Como este hay más ejemplos que reflejan el ir y venir de nuestro país: de la colonia a la república, de la dictadura y la democracia, todo en meandros de aguardiente, cocuy, ron, vino, naranjas amargas venezolanas para un licor holandés y para la historia agridulce del creador de Orange Rhum, y amargo de angostura que viaja de Prusia al sur del Orinoco para luego asentarse en Trinidad,  cerveza y whisky con agua de coco oleando al son del dedo removedor.

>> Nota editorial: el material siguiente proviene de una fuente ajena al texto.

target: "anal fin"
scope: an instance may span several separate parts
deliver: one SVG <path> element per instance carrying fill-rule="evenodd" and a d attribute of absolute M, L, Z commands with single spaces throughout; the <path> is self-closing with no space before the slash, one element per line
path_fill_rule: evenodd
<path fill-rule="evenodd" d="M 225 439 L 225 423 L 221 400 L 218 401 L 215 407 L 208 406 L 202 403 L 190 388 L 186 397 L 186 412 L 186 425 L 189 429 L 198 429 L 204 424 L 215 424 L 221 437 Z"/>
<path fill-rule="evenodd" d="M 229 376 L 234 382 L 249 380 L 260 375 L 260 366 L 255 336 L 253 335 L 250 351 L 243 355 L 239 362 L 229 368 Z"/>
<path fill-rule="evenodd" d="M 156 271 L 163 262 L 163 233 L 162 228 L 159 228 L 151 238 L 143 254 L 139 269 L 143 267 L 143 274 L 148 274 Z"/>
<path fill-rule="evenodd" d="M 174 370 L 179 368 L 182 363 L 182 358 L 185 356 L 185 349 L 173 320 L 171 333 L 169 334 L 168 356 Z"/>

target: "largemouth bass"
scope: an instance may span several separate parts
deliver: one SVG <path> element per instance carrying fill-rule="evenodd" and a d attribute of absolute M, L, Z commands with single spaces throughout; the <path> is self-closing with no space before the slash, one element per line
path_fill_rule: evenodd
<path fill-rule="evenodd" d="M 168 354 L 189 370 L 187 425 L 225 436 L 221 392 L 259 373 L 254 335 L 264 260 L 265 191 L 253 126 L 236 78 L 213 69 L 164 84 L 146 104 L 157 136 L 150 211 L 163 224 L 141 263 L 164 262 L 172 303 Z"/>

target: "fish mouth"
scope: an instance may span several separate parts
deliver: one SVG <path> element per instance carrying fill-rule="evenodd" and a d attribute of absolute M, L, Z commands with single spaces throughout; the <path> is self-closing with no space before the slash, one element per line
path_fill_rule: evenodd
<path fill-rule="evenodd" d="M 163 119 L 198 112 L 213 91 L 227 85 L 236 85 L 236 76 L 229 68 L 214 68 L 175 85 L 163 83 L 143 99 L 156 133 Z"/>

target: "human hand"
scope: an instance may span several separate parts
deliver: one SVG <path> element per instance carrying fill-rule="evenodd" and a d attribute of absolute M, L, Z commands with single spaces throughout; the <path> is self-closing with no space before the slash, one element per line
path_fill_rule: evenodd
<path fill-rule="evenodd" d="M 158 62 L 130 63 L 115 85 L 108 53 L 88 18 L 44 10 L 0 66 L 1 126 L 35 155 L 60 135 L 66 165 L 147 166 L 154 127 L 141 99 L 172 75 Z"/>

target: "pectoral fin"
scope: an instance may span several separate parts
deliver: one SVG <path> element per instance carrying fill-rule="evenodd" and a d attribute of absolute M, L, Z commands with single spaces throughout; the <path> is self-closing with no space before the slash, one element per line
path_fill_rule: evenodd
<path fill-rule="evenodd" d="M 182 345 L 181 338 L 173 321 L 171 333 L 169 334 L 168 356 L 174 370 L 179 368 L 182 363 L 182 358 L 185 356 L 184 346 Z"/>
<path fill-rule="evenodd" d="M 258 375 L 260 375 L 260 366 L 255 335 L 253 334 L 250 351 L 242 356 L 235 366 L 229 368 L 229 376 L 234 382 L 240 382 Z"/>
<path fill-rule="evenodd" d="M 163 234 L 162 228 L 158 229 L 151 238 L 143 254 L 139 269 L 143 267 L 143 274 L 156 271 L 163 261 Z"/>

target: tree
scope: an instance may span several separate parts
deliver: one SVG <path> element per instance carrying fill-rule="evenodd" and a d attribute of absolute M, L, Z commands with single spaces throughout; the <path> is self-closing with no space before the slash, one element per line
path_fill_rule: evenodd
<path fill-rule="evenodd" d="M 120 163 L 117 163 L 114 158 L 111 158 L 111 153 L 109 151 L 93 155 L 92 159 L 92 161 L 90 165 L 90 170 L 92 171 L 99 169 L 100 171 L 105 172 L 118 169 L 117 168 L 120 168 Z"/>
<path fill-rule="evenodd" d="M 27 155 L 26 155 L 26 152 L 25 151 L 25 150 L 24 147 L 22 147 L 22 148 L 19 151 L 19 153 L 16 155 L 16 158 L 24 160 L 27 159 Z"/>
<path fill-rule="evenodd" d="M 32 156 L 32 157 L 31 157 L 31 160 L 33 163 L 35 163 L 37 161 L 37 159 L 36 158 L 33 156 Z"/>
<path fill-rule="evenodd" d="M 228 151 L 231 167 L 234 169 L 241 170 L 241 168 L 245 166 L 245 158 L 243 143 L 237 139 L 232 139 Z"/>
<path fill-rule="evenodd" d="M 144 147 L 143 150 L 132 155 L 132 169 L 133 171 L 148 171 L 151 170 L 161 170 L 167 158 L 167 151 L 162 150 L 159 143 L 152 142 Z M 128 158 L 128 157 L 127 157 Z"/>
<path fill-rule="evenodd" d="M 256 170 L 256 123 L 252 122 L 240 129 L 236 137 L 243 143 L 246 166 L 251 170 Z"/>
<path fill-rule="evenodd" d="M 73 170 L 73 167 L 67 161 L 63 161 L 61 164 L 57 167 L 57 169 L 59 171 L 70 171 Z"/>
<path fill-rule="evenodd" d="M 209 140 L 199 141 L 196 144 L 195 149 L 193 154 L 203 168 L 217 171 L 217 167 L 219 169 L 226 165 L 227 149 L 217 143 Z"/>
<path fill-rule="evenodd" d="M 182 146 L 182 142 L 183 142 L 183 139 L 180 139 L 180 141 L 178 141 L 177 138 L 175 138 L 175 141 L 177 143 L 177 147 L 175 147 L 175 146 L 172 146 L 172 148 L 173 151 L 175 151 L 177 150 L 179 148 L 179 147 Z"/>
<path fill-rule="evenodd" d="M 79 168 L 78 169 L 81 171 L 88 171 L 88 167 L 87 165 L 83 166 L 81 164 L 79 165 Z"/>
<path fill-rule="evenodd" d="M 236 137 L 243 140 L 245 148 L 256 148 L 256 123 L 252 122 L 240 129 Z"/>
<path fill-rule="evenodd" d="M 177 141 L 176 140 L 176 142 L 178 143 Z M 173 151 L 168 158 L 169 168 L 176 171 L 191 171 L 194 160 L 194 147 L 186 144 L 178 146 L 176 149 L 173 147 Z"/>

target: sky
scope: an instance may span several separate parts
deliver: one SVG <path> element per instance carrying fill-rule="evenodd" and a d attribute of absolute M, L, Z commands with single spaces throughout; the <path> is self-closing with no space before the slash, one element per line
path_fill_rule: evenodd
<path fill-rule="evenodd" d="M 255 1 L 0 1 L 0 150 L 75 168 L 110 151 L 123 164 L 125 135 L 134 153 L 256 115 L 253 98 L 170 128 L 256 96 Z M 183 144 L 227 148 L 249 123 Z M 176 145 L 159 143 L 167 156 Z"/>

Y el cacao que no falta, que traslada su maraqueo de la mata, a las cocteleras que lo agitan en el otro lado del mar.

Todo es viaje de ida y vuelta y de vuelta a ida, por eso unos números que se hicieron cifra caprichosa en Madrid fueron determinantes para que muchos de los que estamos aquí y fuimos niños en los 70 pudiéramos brindar jugando a ser adultos en navidades.

La fortuna decidió en esta ciudad que la bebida estacional que nos llena de nostalgia y de familia fuera una realidad, el ponche crema de Eliodoro González recibió su primer empujoncito aquí.

Y más: lo que bebían Bolívar, Páez y Miranda.
O  cómo la viuda francesa se enamoró de El Ávila y vistió su apellido Clicquot con siete estrellas.
Muchos años después frente al pelotón de fusilamiento el coronel Aureliano Buendía había de recordar aquella tarde remota en que su padre lo llevó a conocer el hielo
sin imaginar que ese bloque blanquiazul sería la cuna de un oso polar embotellado en el país de al lado.

Brindamos los miaos y soltamos un chorro de ron en la tierra pa´los muertos.
Ya lo escribió Mika Watari: La vida es una borrachera y la muerte su resaca”.